Fitting single-season occupancy models in R

occupancy

maximum likelihood

detection probability

ecology tutorial

Build the MacKenzie occupancy likelihood from scratch and fit it with optim to separate true site occupancy from detection probability, using base R only.

Author

Tidy Ecology

Published

2026-07-02

A companion tutorial showed that counting the sites where a species was detected underestimates how widespread it is, because a quiet site looks the same as an empty one. The repeat visits you make to each site are what rescue the estimate: the sequence of detections and blanks across visits tells you how often the species is missed, and from that you can back out how many silent sites were occupied all along.

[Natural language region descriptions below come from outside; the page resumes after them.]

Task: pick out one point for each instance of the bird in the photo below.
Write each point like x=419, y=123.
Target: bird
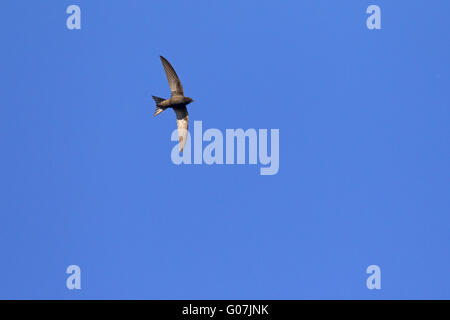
x=177, y=102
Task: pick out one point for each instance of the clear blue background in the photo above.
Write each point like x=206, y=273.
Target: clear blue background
x=86, y=175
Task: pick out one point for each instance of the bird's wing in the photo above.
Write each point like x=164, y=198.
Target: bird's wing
x=182, y=124
x=174, y=83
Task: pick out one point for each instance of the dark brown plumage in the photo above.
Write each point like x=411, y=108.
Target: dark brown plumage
x=177, y=102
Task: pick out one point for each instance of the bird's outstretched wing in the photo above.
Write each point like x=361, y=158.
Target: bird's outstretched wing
x=182, y=124
x=174, y=83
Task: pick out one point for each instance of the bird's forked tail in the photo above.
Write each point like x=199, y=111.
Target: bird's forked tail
x=158, y=108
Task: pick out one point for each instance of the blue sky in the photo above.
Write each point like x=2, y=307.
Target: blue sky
x=87, y=177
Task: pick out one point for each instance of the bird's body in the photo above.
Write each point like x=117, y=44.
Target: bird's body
x=177, y=102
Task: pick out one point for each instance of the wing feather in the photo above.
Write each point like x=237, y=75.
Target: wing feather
x=174, y=82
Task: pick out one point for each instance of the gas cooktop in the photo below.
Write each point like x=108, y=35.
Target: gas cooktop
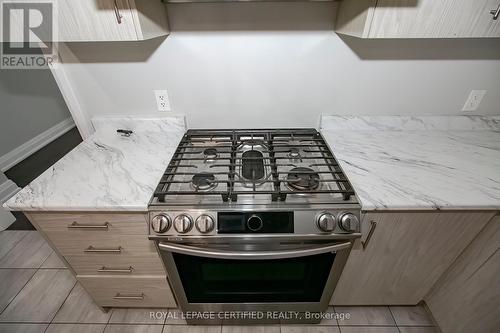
x=261, y=167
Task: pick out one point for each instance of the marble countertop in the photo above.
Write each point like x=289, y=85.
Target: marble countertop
x=419, y=163
x=107, y=171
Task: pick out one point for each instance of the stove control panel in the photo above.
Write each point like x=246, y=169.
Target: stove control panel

This post writes the single-season occupancy likelihood by hand and fits it with optim. No specialised package is needed. Working through the likelihood makes clear what the model assumes and why it can separate occupancy from detection at all.

The same simulated data

We reuse the landscape from the detection-bias tutorial: 200 sites, true occupancy psi = 0.55, per-visit detection p = 0.30, four visits each. Naive occupancy came out at 0.48 against a realised truth of 0.605.

set.seed(2026)
R <- 200L; K <- 4L; psi_true <- 0.55; p_true <- 0.30
z <- rbinom(R, 1, psi_true)
y <- matrix(rbinom(R * K, 1, z * p_true), nrow = R, ncol = K)
d <- rowSums(y)                # detections per site
mean(d >= 1)                   # naive occupancy

[1] 0.48

The likelihood, site by site

Each site contributes one term to the likelihood, and there are only two cases.

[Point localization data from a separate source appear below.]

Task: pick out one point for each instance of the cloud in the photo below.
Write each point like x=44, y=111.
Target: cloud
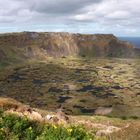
x=121, y=17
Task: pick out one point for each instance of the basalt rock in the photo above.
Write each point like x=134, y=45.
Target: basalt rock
x=42, y=45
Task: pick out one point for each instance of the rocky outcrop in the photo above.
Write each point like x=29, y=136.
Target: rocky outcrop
x=32, y=44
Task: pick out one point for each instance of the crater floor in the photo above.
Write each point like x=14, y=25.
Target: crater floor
x=76, y=85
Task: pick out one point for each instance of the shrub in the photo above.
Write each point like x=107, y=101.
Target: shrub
x=20, y=128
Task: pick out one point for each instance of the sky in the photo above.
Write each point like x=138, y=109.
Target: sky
x=118, y=17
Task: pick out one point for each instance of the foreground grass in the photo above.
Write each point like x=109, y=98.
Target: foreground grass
x=13, y=127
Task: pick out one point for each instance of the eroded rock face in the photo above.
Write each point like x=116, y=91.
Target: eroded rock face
x=31, y=44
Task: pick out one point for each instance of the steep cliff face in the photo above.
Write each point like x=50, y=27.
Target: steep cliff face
x=32, y=44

If a site was detected on at least one visit, it must be occupied. The probability of its exact history is the occupancy probability times the detection pattern: psi for being occupied, p for each of the d visits with a detection, and 1 - p for each of the K - d visits without one. That gives

\[ L_i = \psi \, p^{\,d_i} (1 - p)^{\,K - d_i}, \qquad d_i \ge 1. \]

If a site was never detected across all K visits, two explanations remain. Either it is occupied and every visit missed the species, with probability psi (1 - p)^K, or it is genuinely empty, with probability 1 - psi. Since both would produce an all-blank history, the term is their sum:

\[ L_i = \psi (1 - p)^K + (1 - \psi), \qquad d_i = 0. \]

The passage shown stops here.